In terms of documentation, a few voices of protest have survived. In the early 1600s, Arcangela Tarabotti, the eldest of six daughters and lame from birth, wrote a polemic on the evils of enforced convent entry that was published some twenty years later. Perhaps as poignant and more succinct is the following fragment from a letter sent in 1586 by a nun from Santi Naborre e Felice convent in Bologna to the pope himself:

Many of us are shut up against our will and deprived of all contact with the outside world. Living with such strictness and abandoned by everyone, we have only hell, in this world and the next.

This novel is dedicated to those women, and to the legion of others who came before and after them.

ACKNOWLEDGMENTS

THANK YOU TO the staff of the British Library who, with unfailing efficiency and good humor, delivered truckloads of books to Humanities Reading Room One, a place where, should one be able to find a seat, a writer comes close to heaven on earth in London.

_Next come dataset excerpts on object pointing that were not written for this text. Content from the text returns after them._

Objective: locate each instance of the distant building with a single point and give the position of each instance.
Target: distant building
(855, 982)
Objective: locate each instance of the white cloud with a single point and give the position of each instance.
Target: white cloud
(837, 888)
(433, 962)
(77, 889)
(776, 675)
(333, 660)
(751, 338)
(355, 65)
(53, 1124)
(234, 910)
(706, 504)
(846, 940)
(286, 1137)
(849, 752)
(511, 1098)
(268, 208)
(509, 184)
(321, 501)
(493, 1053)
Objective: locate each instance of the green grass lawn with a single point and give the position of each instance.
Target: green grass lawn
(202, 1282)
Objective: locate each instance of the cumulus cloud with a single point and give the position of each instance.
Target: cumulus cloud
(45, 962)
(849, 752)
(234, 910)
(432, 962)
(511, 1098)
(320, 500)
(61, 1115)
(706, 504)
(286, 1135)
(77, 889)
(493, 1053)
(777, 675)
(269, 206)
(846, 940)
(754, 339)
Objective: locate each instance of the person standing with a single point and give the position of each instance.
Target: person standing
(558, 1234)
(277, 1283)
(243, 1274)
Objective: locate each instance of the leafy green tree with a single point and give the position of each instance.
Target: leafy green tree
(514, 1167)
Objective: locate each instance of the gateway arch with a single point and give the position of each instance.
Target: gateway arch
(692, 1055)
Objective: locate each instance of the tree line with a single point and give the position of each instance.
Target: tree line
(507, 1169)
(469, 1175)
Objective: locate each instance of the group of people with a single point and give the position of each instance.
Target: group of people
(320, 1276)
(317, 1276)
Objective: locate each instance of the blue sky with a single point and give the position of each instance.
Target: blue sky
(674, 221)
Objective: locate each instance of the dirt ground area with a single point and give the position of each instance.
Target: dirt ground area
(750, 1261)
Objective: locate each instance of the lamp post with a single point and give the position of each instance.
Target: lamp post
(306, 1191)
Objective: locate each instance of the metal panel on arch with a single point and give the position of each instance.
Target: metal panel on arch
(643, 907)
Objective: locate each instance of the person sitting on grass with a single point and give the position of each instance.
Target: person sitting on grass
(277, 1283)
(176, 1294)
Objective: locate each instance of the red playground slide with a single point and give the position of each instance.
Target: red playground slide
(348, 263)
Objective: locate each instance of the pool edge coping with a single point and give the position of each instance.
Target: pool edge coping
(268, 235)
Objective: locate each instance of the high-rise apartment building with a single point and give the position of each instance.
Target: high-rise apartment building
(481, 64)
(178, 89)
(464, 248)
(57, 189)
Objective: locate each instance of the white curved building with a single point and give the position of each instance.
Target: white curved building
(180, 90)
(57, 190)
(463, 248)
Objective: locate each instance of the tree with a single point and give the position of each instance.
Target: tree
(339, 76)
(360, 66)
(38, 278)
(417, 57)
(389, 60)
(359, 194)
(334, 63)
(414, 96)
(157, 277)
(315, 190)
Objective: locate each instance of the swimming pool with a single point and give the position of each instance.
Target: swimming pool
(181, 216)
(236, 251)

Vivian Nutton, Professor of the History of Medicine, University College, was kind enough to help me with the medicine and science of the time; Professor Kate Lowe at Queen Mary’s College, University of London, was boundlessly generous and knowledgeable about the world of Italian Renaissance nuns; and Professor Craig Monson at Washington University, St. Louis, and Laurie Stras and Deborah Roberts of the innovative musical consort Musica Secreta all opened my ears and my heart to the wonders and complexities of convent music. Sacred Hearts owes a great deal to all of them. Its mistakes, however, are entirely my own.

In Ferrara, Italy, visits to Corpus Domini and Sant’Antonio in Polesine provided emotional as well as physical geography, while the city itself is so welcoming and visually evocative of its past that I fail to understand why it isn’t overwhelmed by tourists (though that is also one of its great pleasures).

I am grateful to Professor Elissa B. Weaver and to Cambridge University Press for allowing me to quote some lines of translation from her 2001 book on convent theater (details in the bibliography).

As always, deepest thanks go to Clare Alexander and Sally Riley my agents; my American editor, Susanna Porter; and in London, Elise Dillsworth and the one and only Lennie Goodings, head of Virago Press.

Writers are not the most even-keeled of human beings when working on a book. I’d like to apologize to my daughters, Zoe and Georgia, for the excessive number of conversations about nuns in our house, and, for their critical support, to thank Eileen Horne, Christopher Bollas, Gillian Slovo, Maria Maragonis, Don Guttenplan, Ian Grojnowski, Scarlet MccGwire, Joseph Calderone, Sue Woodman, Christina Shewall, and Isabella Planner. But final thanks must go to Tez Bentley who, as well as giving my words the polish of his rigorous subeditor’s pen, suffered (and I do not use the word lightly) alongside me when the going got really rough. It is fitting, perhaps, that for a novel with no men within it there should have been one on the outside whose sanity and generosity kept me from madness.